Ich überlege krampfhaft, worauf er hinaus will. Was ist denn passiert? Und wieso sollte er wegen mir verklagt werden?
"Was meinst du damit? Ich habe doch alles genauso gemacht, wie Christian es sich gewünscht hat", erkläre ich mit ruhiger Stimme.Bestimmt handelt es sich um ein Missverständnis.
"Genauso gemacht, wie er wollte? Einen Scheiß hast du ... Grace! Du bist mit dem Beitrag einen Monat zu früh dran. Michael ist eigentlich noch in einer Beziehung und dem steht jetzt die Kacke wortwörtlich bis zum Hals."
Ich bekomme Schnappatmungen, setze mich und kann nicht glauben, was er da sagt. Ich soll mich im Datum vertan haben? Nein, das kann doch nicht sein. Doch ich komme überhaupt nicht zu Wort, um mich zu rechtfertigen.
"Nicht nur Christian verklagt uns jetzt, sondern auch noch sein Partner."
Panisch krame ich mein kleines Notizbuch aus meiner Tasche, blättere bis zu der Seite mit den Notizen, die ich bei dem Treffen mit Christian gemacht habe, und spüre, wie mein Herzschlag für einen Moment lang aussetzt.

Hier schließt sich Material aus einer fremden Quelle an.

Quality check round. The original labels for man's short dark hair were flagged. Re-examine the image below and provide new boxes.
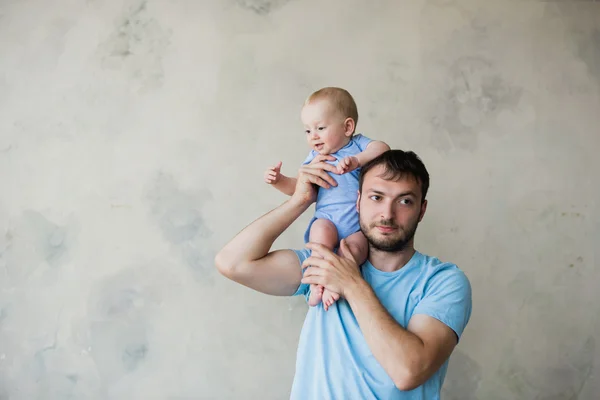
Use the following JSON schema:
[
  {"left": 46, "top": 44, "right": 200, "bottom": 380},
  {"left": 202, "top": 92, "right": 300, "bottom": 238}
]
[{"left": 359, "top": 150, "right": 429, "bottom": 202}]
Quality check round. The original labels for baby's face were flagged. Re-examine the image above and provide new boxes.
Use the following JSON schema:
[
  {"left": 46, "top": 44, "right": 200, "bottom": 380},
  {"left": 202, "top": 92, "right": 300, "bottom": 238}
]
[{"left": 300, "top": 100, "right": 353, "bottom": 154}]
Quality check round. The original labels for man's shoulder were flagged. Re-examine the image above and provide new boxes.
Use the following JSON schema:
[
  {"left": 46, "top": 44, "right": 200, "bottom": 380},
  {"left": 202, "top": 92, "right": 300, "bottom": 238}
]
[{"left": 420, "top": 253, "right": 470, "bottom": 285}]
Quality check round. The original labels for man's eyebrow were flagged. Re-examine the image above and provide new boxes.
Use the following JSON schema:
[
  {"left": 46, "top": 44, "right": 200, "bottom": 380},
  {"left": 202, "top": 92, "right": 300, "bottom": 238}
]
[{"left": 369, "top": 189, "right": 417, "bottom": 197}]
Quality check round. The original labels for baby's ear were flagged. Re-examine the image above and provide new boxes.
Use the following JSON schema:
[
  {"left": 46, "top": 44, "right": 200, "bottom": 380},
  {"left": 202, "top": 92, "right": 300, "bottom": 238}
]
[{"left": 344, "top": 118, "right": 356, "bottom": 137}]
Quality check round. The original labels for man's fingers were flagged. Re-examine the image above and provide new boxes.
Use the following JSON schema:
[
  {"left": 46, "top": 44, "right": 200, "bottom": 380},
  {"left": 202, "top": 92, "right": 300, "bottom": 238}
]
[
  {"left": 311, "top": 154, "right": 335, "bottom": 164},
  {"left": 306, "top": 242, "right": 337, "bottom": 261},
  {"left": 301, "top": 256, "right": 329, "bottom": 275},
  {"left": 300, "top": 275, "right": 325, "bottom": 286}
]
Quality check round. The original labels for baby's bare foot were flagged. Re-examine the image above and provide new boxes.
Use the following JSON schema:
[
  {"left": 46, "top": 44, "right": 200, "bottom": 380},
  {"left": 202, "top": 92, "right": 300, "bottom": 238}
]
[
  {"left": 323, "top": 289, "right": 340, "bottom": 311},
  {"left": 308, "top": 284, "right": 323, "bottom": 307}
]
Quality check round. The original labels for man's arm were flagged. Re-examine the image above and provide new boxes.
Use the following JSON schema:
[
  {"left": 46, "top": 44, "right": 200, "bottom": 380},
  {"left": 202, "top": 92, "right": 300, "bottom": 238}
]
[
  {"left": 345, "top": 280, "right": 457, "bottom": 390},
  {"left": 301, "top": 240, "right": 466, "bottom": 390},
  {"left": 215, "top": 156, "right": 337, "bottom": 296}
]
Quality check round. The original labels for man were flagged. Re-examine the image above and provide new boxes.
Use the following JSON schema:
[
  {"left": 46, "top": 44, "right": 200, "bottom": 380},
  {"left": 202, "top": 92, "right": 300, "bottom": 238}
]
[{"left": 215, "top": 150, "right": 471, "bottom": 400}]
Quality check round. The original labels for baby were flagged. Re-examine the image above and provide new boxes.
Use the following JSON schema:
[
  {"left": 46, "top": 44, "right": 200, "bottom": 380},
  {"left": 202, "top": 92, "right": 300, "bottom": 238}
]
[{"left": 265, "top": 87, "right": 389, "bottom": 310}]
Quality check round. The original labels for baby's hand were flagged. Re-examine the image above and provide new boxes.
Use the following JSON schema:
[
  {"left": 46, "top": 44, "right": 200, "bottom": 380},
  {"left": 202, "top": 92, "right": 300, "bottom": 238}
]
[
  {"left": 338, "top": 156, "right": 358, "bottom": 175},
  {"left": 265, "top": 161, "right": 281, "bottom": 185}
]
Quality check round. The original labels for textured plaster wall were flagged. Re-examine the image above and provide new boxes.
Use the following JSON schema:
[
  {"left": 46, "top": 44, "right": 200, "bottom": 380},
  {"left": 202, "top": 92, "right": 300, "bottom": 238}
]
[{"left": 0, "top": 0, "right": 600, "bottom": 400}]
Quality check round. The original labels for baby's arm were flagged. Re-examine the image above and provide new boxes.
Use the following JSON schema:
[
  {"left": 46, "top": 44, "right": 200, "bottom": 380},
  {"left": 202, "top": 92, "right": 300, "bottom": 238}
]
[
  {"left": 273, "top": 174, "right": 296, "bottom": 196},
  {"left": 265, "top": 161, "right": 296, "bottom": 196},
  {"left": 338, "top": 140, "right": 390, "bottom": 174}
]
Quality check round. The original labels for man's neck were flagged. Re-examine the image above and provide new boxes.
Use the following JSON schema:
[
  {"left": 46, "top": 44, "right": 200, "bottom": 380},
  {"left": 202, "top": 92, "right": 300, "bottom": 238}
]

Nein ... Das darf nicht wahr sein. Offensichtlich ist mir beim Übertragen des Termins auf mein Laptop doch tatsächlich ein Fehler unterlaufen. Aber das kann doch nicht sein ... Was meine Arbeit angeht, bin ich unglaublich gewissenhaft und korrekt. Wie konnte das nur passieren? Und vor allem, wie konnte mir so etwas passieren?

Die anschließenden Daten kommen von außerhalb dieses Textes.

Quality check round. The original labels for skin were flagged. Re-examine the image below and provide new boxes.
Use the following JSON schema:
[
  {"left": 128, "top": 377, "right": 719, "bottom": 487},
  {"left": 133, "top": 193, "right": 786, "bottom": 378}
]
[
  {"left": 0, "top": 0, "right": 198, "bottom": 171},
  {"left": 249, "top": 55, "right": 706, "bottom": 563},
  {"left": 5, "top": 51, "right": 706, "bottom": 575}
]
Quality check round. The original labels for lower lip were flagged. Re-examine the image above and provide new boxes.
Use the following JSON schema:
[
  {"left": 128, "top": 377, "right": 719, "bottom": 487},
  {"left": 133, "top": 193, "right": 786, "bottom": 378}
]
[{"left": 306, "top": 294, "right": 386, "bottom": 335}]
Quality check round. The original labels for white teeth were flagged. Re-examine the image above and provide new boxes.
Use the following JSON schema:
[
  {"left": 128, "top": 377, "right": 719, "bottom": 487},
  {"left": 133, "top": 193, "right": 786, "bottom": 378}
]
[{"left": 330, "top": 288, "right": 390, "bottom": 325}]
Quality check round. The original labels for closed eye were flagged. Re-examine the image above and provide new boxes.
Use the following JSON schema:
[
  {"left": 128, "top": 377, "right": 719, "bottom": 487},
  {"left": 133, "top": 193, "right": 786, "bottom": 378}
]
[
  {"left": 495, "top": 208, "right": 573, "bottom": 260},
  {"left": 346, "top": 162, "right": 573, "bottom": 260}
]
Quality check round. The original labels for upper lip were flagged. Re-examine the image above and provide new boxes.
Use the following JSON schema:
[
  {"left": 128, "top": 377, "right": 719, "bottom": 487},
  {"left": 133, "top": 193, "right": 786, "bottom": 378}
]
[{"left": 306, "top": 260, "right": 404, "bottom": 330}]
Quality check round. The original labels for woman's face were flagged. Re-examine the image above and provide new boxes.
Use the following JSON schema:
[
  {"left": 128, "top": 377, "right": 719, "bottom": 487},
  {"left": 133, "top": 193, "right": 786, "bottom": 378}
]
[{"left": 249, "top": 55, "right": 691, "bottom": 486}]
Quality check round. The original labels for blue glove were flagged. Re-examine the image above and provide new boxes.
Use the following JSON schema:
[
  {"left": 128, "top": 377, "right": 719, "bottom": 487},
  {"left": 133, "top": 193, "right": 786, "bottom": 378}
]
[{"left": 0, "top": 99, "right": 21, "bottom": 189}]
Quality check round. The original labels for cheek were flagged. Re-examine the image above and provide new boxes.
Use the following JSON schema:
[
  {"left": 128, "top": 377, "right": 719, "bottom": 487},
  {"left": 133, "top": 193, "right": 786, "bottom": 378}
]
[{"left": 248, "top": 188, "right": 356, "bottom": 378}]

Mir wird übel, meine Atmung wird schwer und mein ganzer Körper zittert. Ich muss es unbedingt wiedergutmachen. Wenn ich nur wüsste, wie ...
"Es tut mir leid, Viktor. Ich bring das wieder in Ordnung und rede mit Christian, okay?"
Ein verächtliches Lachen dringt in mein Ohr.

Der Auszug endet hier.